J’ai été spectatrice de cette scène telle que je vous l’ai décrite. Ce n’est pas une histoire figée, c’est une histoire qui s’inscrit dans un contexte que j’apprends jour après jour à aimer, un contexte que j’apprends jour après jour à appréhender. Nos repères et nos habitudes sont si relatifs ! Nos définitions sont si relatives ! Qu’est-ce qui est bon pour Janvier ? Certains disent des chaussures, d’autres parlent de la paix avec ses frères. Qu’est-ce qui est juste pour nos enfants ? Certains disent des pieds chaussés, d’autres parlent d’un accès à l’éducation. Qu’estce qui est acceptable de la part des donateurs étrangers ? Certains disent des équipements et des infrastructures, d’autres parlent de relations et d’édification. Et vous, lecteurs, que pensez-vous ? Pourrions-nous ne pas nous précipiter dans nos analyses et nos conclusions ?
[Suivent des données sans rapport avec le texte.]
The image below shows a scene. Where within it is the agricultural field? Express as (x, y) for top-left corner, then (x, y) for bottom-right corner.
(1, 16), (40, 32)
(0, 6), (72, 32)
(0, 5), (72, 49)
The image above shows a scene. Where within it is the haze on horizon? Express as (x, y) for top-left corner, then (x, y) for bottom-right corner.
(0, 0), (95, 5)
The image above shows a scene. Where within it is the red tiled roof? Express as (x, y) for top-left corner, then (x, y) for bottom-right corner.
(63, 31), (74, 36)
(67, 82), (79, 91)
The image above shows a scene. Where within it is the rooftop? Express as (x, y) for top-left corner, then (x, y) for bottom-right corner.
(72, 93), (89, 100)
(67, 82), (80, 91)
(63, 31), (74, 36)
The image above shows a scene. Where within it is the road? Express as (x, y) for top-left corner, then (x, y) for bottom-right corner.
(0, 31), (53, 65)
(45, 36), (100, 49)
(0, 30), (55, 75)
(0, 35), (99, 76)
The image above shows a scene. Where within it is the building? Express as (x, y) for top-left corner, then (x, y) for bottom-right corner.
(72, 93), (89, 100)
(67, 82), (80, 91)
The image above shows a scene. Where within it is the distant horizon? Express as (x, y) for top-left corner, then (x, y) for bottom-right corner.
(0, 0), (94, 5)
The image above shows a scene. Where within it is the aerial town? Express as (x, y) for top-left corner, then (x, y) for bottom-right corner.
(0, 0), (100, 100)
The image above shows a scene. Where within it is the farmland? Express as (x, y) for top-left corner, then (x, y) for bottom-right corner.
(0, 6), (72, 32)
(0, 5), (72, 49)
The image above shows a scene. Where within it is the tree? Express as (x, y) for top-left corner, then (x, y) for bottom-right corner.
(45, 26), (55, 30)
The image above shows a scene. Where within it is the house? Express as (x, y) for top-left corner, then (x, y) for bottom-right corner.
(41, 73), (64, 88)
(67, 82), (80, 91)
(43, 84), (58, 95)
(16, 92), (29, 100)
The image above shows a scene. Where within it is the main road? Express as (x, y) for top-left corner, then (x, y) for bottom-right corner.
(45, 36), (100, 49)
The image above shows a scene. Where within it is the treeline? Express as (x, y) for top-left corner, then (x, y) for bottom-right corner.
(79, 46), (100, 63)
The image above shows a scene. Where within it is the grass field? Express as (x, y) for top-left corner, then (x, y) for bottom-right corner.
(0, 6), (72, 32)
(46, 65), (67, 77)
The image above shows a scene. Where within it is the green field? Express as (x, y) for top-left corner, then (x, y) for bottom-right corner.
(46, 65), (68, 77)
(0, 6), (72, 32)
Heureusement que la Parole de Dieu dépasse les époques et les lieux. C’est ma foi en Jésus-Christ qui me sert de boussole. « On te l’a enseigné, ô homme, ô femme, ce qui est bien et ce que l’Éternel attend de toi : c’est que tu te conduises avec droiture, que tu prennes plaisir à la bonté et que tu vives dans l’humilité avec ton Dieu » (Michée 6.8). J’aimerais que mes pieds soient forts, car enracinés dans la Vérité.

J’aimerais que mes pieds soient beaux, car humblement au service des enfants, des adolescents, des adultes autour de moi.